You have to install both plugins: ROR for ES and ROR for KBN (there is a Free version).

please let us know if your issue is fixed after doing that

sscarduzio · March 1, 2024, 10:40pm

@sivab go to Download
You need to download both Elasticsearch and Kibana plugins. The Elasticsearch plugin is entirely open source, and the Kibana one is a “universal” build.

“Universal” means it’s free to download and use for ever in its most basic form, but if you purchase some activation keys you can unlock PRO and Enterprise features.

Notable PRO features:

Add/remove users/groups without restarting the ES cluster
Customise look and feel

Notable Enterprise features:

Multi tenancy
SAML SSO and OIDC authentication/authorization
Kubernetes operator support

For any questions, please ask or email support@readonlyrest.com

sivab · March 2, 2024, 3:12am

Hi,
After install universal ROR plugin for Kibana received below error.

I had configure the below in the kibana.yml
readonlyrest_kbn.cookiePass: 123456789012345678901234567890abcde

Is the above cookiePass value got any issue ?

{“ecs”:{“version”:“8.0.0”},“@timestamp”:“2024-03-02T02:56:42.520+00:00”,“message”:“Cannot read properties of undefined (reading ‘readonlyrest_kbn’)”,“error”:{“message”:“Cannot read properties of undefined (reading ‘readonlyrest_kbn’)”,“type”:“TypeError”,“stack_trace”:"TypeError: Cannot read properties of undefined (reading ‘readonlyrest_kbn’)

FATAL TypeError: Cannot read properties of undefined (reading ‘readonlyrest_kbn’)

If I remove “readonlyrest_kbn.cookiePass” this property then received below error.

FATAL Error: [config validation of [readonlyrest_kbn].cookiePass]: expected value of type [string] but got [undefined]

How to get a valid free license key for “readonlyrest_kbn.cookiePass” ?

Best Regards,
Siva.

coutoPL · March 3, 2024, 8:17am

Do you confirm you followed the installation steps including the patching step too?

sivab · March 3, 2024, 1:36pm

Thanks.
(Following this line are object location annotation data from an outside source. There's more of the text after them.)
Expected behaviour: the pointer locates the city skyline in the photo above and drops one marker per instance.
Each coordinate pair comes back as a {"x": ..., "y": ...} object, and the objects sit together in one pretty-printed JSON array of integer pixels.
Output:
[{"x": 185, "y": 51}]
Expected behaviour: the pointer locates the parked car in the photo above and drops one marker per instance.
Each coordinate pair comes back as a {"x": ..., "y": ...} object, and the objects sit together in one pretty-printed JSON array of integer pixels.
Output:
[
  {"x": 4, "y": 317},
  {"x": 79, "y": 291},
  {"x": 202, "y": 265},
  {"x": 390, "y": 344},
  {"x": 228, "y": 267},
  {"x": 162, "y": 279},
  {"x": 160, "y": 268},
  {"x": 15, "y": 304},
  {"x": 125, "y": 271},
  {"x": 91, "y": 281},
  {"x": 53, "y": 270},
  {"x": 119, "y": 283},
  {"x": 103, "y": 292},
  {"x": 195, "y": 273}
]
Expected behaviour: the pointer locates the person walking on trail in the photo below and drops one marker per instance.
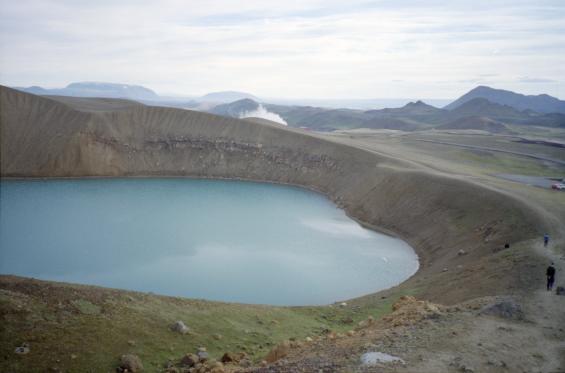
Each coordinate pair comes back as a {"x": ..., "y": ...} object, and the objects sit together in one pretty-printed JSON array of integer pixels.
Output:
[
  {"x": 550, "y": 273},
  {"x": 545, "y": 240}
]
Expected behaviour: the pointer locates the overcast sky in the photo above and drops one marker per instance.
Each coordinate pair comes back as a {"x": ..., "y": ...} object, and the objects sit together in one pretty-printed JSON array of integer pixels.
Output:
[{"x": 287, "y": 48}]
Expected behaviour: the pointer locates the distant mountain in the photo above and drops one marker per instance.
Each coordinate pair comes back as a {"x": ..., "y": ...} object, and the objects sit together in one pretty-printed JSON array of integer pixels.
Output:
[
  {"x": 486, "y": 108},
  {"x": 411, "y": 108},
  {"x": 235, "y": 109},
  {"x": 226, "y": 96},
  {"x": 540, "y": 103},
  {"x": 96, "y": 89}
]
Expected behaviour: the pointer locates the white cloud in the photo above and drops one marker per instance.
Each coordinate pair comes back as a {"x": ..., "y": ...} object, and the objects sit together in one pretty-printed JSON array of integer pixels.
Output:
[
  {"x": 309, "y": 48},
  {"x": 261, "y": 112}
]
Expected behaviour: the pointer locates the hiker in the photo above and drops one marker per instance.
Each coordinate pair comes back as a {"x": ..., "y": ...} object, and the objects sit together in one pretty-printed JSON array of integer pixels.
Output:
[
  {"x": 545, "y": 240},
  {"x": 550, "y": 273}
]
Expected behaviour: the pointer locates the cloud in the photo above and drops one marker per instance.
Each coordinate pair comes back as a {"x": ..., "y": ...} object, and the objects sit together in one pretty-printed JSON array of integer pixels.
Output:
[
  {"x": 526, "y": 79},
  {"x": 309, "y": 48},
  {"x": 261, "y": 112}
]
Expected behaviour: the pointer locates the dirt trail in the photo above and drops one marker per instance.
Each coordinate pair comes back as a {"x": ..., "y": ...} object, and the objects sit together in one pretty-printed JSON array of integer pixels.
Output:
[{"x": 462, "y": 338}]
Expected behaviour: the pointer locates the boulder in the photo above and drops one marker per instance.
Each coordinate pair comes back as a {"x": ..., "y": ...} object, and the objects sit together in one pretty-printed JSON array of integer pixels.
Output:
[
  {"x": 374, "y": 358},
  {"x": 203, "y": 355},
  {"x": 190, "y": 360},
  {"x": 131, "y": 363},
  {"x": 180, "y": 327},
  {"x": 235, "y": 358},
  {"x": 22, "y": 350}
]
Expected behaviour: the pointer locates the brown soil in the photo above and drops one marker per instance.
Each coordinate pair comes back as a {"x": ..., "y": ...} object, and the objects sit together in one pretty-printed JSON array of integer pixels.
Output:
[{"x": 439, "y": 213}]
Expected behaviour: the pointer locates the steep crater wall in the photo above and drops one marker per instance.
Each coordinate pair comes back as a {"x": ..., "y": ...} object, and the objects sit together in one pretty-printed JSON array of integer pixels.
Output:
[{"x": 436, "y": 214}]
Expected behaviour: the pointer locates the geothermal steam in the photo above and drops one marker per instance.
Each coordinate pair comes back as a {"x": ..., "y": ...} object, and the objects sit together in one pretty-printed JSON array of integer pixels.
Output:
[{"x": 261, "y": 112}]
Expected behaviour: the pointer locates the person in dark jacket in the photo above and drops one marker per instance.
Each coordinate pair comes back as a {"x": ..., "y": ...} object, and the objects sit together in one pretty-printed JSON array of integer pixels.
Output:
[
  {"x": 550, "y": 273},
  {"x": 545, "y": 240}
]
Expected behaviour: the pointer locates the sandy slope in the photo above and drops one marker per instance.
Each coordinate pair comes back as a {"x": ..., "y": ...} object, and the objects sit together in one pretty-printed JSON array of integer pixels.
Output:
[{"x": 438, "y": 213}]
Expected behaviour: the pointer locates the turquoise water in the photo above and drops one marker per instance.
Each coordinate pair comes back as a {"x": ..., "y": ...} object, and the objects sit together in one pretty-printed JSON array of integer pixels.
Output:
[{"x": 218, "y": 240}]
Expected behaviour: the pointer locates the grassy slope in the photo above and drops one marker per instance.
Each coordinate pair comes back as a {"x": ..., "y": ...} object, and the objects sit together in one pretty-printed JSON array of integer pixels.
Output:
[{"x": 97, "y": 325}]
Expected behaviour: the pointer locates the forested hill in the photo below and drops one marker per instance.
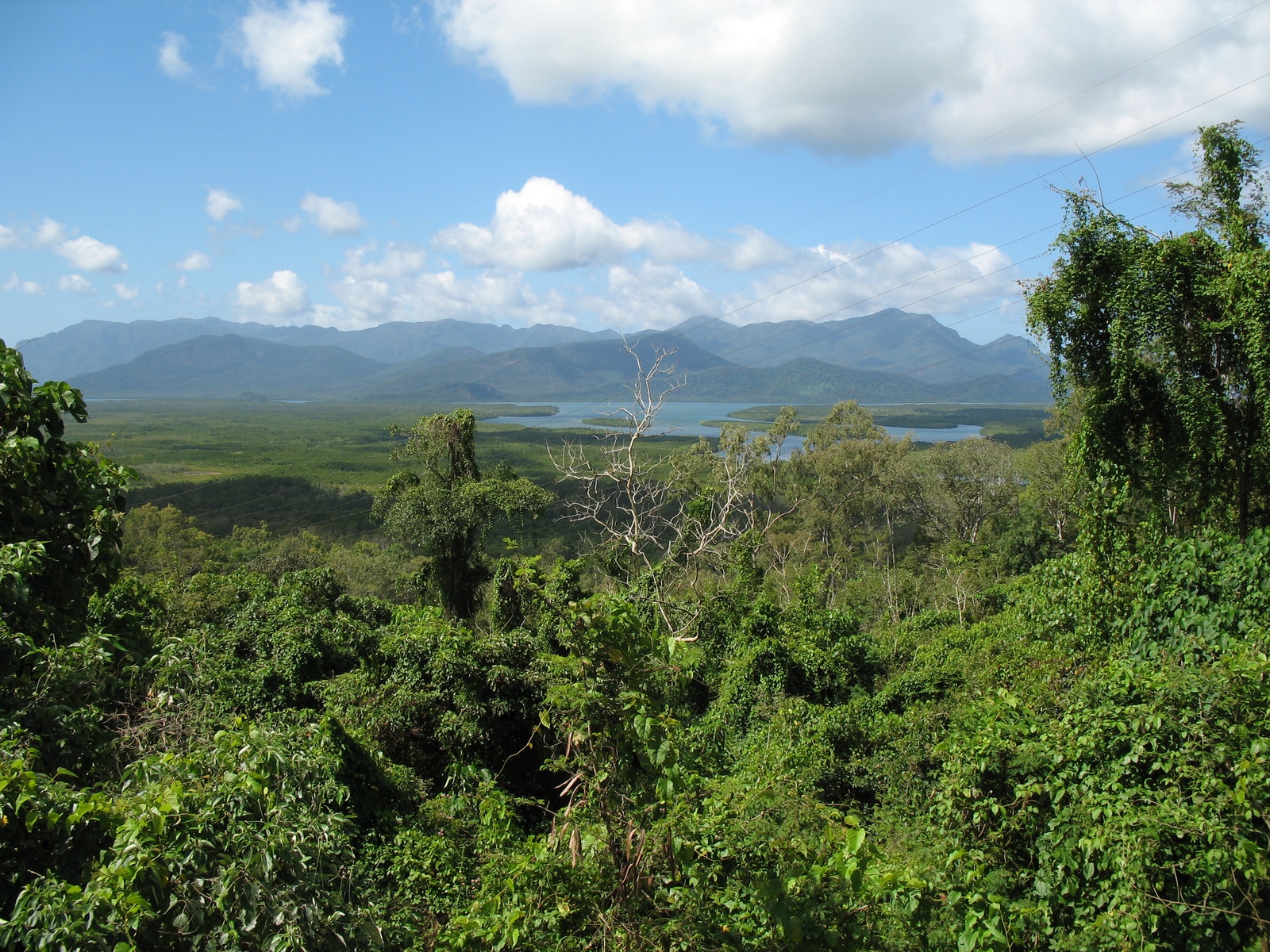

I had apply patch now.

I had configured the readonlyrest.yml as below.

readonlyrest:

prompt_for_basic_auth: false   

access_control_rules:

- name: "Require HTTP Basic Auth"
  type: allow
  auth_key: Administrator:manage  

- name: "::KIBANA-SRV::"
  auth_key: Administrator:manage
  
- name: "::ADMIN::"
  type: allow
  auth_key: admin_usr:dev
  indices: ["logstash-*"]
  kibana:
    access: admin

But, receiving error “wrong credentials” when try to login kibana console with user “admin_usr”.

Could let me know what could be the wrong.

Best Regards,
Sivab

coutoPL · March 3, 2024, 7:34pm

Your configuration is correct. I’ve checked using our ROR-Sanbox. You can check it here too. You can compare how it’s set up with your own one.